A People have been writing about this in a mildly puzzled way at least since John Mullan included it as his Phrase of the Week in The Guardian during November 2002, saying it was “now everywhere” and that “It started being common four or five years ago, especially as an understated description of a person’s displeasure.”

The earliest example I know of appeared in Punch magazine in November 1989 and I would have said that it had already peaked in popularity by 2002. However, a British newspaper archive shows that it has been used even more in the past two or three years. It long ago became a catchphrase and a cliché, mostly in Britain. It has also spawned its inverse, though it is still much less common to learn that somebody is a happy bunny than an unhappy one.

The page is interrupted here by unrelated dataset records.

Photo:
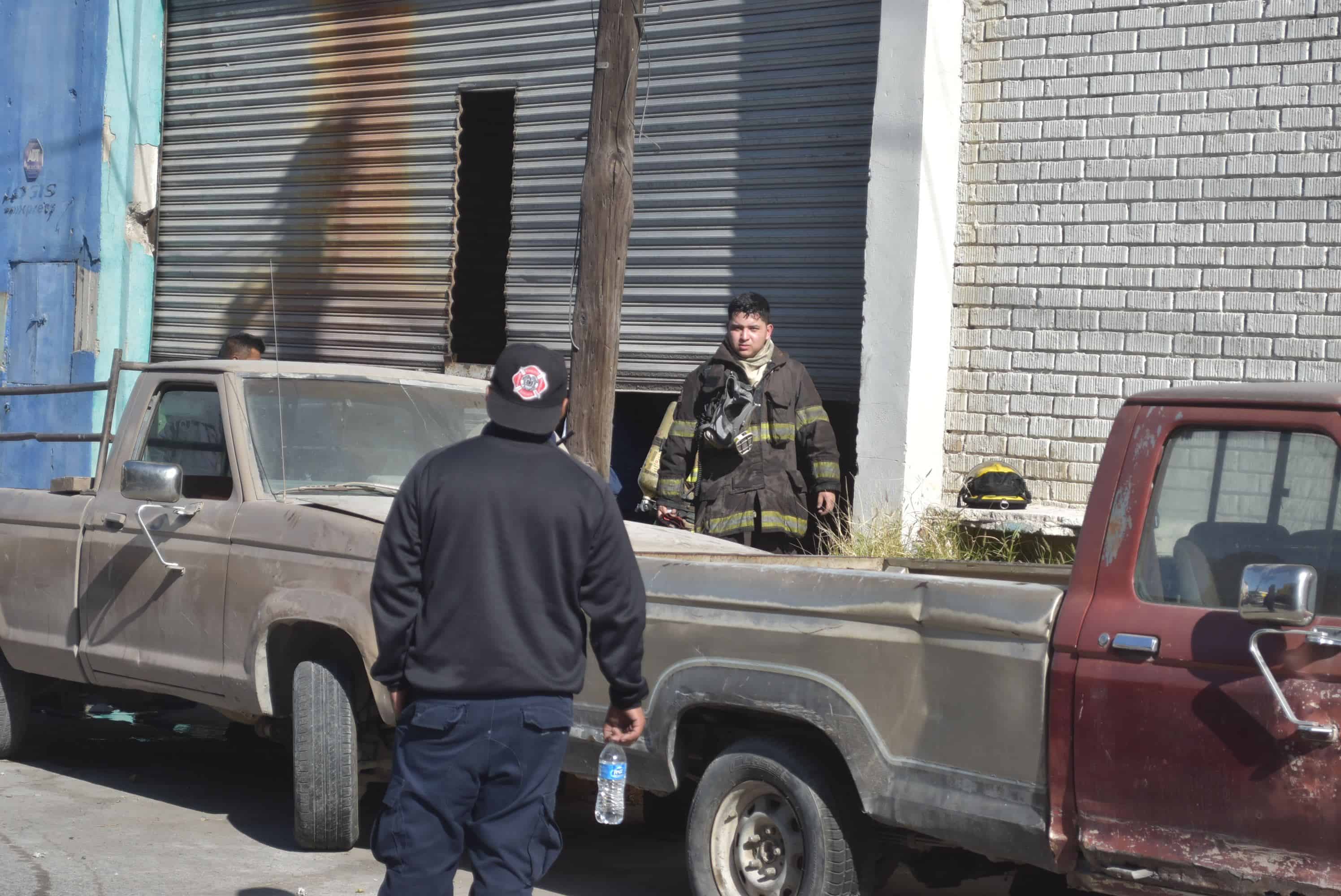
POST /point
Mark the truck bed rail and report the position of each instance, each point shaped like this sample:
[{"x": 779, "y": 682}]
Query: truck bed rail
[{"x": 104, "y": 438}]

There’s a good reason for nobody online being able to say anything useful about its antecedents — no expert seems to have the slightest idea about its origin and most writers on contemporary slang have ignored it. Nigel Rees, presenter of the BBC radio quiz programme Quote ... Unquote, has for many years included it as question 1368 in his list of unsolved phrase origins. This shows no signs of being resolved any time soon.

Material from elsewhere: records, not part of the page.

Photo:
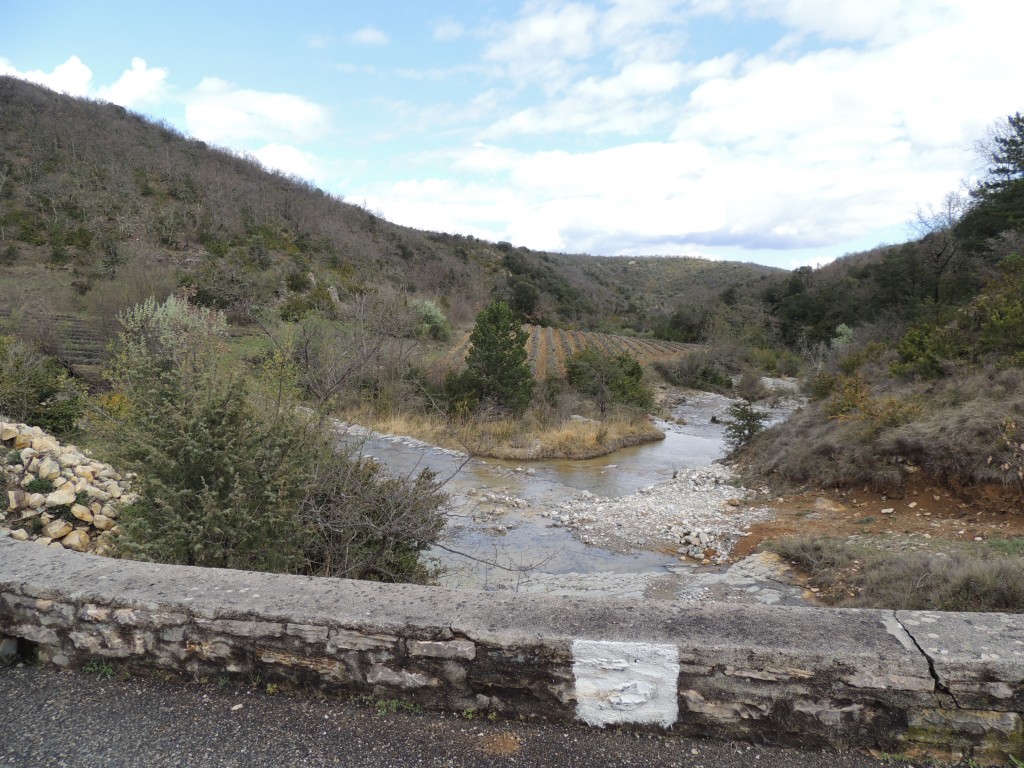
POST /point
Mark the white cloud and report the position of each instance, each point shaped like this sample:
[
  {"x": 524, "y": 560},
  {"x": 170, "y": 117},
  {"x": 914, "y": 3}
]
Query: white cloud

It may be a disparaging comment drawn from children’s literature, in which fluffy bunny rabbits are usually happily hopping about. To refer to a person’s distress by saying he isn’t a happy bunny is to infantilise his emotions. But people sometimes use it about themselves, when it becomes self-deprecating. There may be a link to British television advertisements for the Duracell Bunny (matched in the US by ones for the Energizer Bunny). This is a pink rabbit, always with a fixed grin and originally endlessly beating a drum. The adverts have been around for some decades (they began in 1973), so it’s not an implausible origin.

Other than that, all I’ve been able to do is add another mystified comment to the many that precede me. Add an appropriate bunny-related punchline if you like. I’m running out of energy.

4. Sic!

• “Taking inclusive language a bit too far,” commented John Martin on an item in The Guardian on 23 August, which quoted the TechCrunch website on Microsoft’s CEO, Steve Ballmer: “If his or her successor doesn’t like the ‘One Microsoft’ vision, he’ll have to do another reorganization.” TechCrunch has corrected its version.

• Tereza Shortall headed her contribution “Every woman’s nightmare!” having read this advertising blurb on the Harrods website: “Tailored in beautiful virgin wool, these trousers from Alexander McQueen will instantly become the most exquisite staple in your all-rear-round wardrobe.”

• Staying with Harrods, Pat Beattie was in the famous Knightsbridge store and spotted that the floor directory, expensively inscribed on a marble wall, included the entry, “Lower Ground, Menswear, Fashion Accessories, Gifts and Stationary.”

• In the New York Daily News of 18 August, Tanya Thomas found a report describing the trial of Jodi Arias for killing her boyfriend, Travis Alexander: “Arias claimed intruders broke into the house and gave interviews to ‘Inside Edition’ and ‘48 Hours Mystery’.”

• Tony Willett found this in a list of spa treatments in the brochure of The Academy at the City of Bath College: “Relax in our sauna and steam room, distress in our hot tub and drift away in our dry flotation bed.”